Al muchacho le parecía increíble cómo Coky, un ser que nadie sabía de dónde había venido, se hizo en corto tiempo de un grupo de personas que le otorgaban gran parte o la totalidad de su tiempo libre y le mariposeaban alrededor viendo y supliendo sus necesidades como si fueran manzanillos.

En el segundo que mostró una apariencia normal, lo sacaron del alejado cuarto de la casa en que estuvo confinado e interactuó con las amistades del chico y otros visitantes de la casa.

Tenía Coky la habilidad de ganarse la simpatía y confianza de todos, jóvenes y adultos, con salidas ingeniosas, comentarios acertados y chistes. El liderazgo que mostró tener en su entorno era incuestionable. Después de observar unos videos de oratoria, manejó diestramente la técnica.
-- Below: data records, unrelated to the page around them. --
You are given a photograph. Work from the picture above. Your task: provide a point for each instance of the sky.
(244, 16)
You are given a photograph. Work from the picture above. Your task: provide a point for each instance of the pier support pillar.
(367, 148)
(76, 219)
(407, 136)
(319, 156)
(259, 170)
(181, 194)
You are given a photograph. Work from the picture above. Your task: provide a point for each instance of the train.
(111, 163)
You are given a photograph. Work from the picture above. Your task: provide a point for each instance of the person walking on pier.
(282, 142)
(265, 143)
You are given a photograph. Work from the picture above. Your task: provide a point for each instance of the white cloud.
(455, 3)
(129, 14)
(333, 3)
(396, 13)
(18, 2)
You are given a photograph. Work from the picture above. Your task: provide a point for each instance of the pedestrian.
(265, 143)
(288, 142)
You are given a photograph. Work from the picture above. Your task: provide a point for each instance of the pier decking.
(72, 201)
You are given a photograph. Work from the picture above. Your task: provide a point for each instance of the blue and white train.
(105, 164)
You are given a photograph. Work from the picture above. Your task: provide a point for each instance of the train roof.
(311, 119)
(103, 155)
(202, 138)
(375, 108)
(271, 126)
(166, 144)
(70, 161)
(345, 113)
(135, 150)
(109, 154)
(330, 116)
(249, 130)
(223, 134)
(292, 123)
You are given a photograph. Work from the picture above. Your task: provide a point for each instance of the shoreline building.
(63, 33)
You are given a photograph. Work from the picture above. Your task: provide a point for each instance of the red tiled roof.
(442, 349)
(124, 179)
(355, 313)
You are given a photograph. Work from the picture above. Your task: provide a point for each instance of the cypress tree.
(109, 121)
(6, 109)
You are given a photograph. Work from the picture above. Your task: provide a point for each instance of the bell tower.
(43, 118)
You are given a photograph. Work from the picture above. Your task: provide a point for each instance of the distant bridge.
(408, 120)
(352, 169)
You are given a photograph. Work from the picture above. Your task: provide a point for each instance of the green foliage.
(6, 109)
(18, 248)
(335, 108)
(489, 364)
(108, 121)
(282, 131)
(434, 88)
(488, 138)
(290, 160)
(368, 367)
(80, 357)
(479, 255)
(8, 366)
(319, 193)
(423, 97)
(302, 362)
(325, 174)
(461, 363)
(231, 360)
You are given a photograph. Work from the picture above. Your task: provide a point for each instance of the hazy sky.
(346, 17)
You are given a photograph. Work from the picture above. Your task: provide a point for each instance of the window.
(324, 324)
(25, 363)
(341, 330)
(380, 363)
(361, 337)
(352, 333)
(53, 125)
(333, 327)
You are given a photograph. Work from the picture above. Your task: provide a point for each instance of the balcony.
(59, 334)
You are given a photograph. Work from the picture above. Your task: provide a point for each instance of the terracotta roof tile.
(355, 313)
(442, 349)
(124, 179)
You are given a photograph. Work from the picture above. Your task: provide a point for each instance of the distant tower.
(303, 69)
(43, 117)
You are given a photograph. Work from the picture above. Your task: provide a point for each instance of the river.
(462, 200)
Siempre decía la frase exacta en el momento exacto.

La familia había invertido muchos recursos en Coky, a tal punto que estaban haciendo planes de vender la casa para adquirir una más modesta, sobre todo ahora que con el desarrollo de un megaproyecto, los terrenos estaba siendo requeridos para construir rascacielos.

Con algunos contactos lograron que se presentara dando opiniones en los medios de comunicación, especialmente televisivos, a fin de que comenzara a ser una cara familiar y no perdían oportunidad de que se acercara para prestar ayuda en áreas donde ocurriera algún desastre, en específico si eran sectores populares y habían cámaras en derredor.

Cuando Coky estuvo listo, fue presentado a todo aquel que no lo conocía. Además, hizo acto de presencia ante aquellos millonarios que financiarían su campaña política y a cuyos intereses respondería cuando estuviese en el poder.

Los partidos políticos, tanto de gobierno como de oposición, mandaban emisarios para reunirse con Coky y sus asesores, con la finalidad de hacer alianzas electoreras. Pretendían asegurarse su parte en la repartición del pastel, ya que las encuestas arrojaban resultados que lo proyectaban, sin lugar a dudas, como el vencedor para los comicios.

Aquel fenómeno presidenciable dejaba pálidos a los más diversos públicos con su retórica y se había asegurado la mayoría de los votos, fingiendo ser una real alternativa para solucionar los problemas sociales de la población.

El joven universitario vio con desencanto cómo su familia, amigos y conocidos ni se enteraron que había concluido con éxito sus estudios superiores. Estaban, al igual que la ciudadanía en general, hechizados con el show mediático. Coky se desplazaba sonriente y seguro sobre una enorme tarima y ante la magna concentración de música, pancartas y banderas: en breve iniciaría su discurso de cierre de campaña.

Sentado ante el televisor miraba el acto político, mientras saboreaba un jugo de piña y disfrutaba repitiéndose:

-El próximo presidente… ¡Y pensar que era del tamaño de un insecto y llegó en una lata de cocacola!-.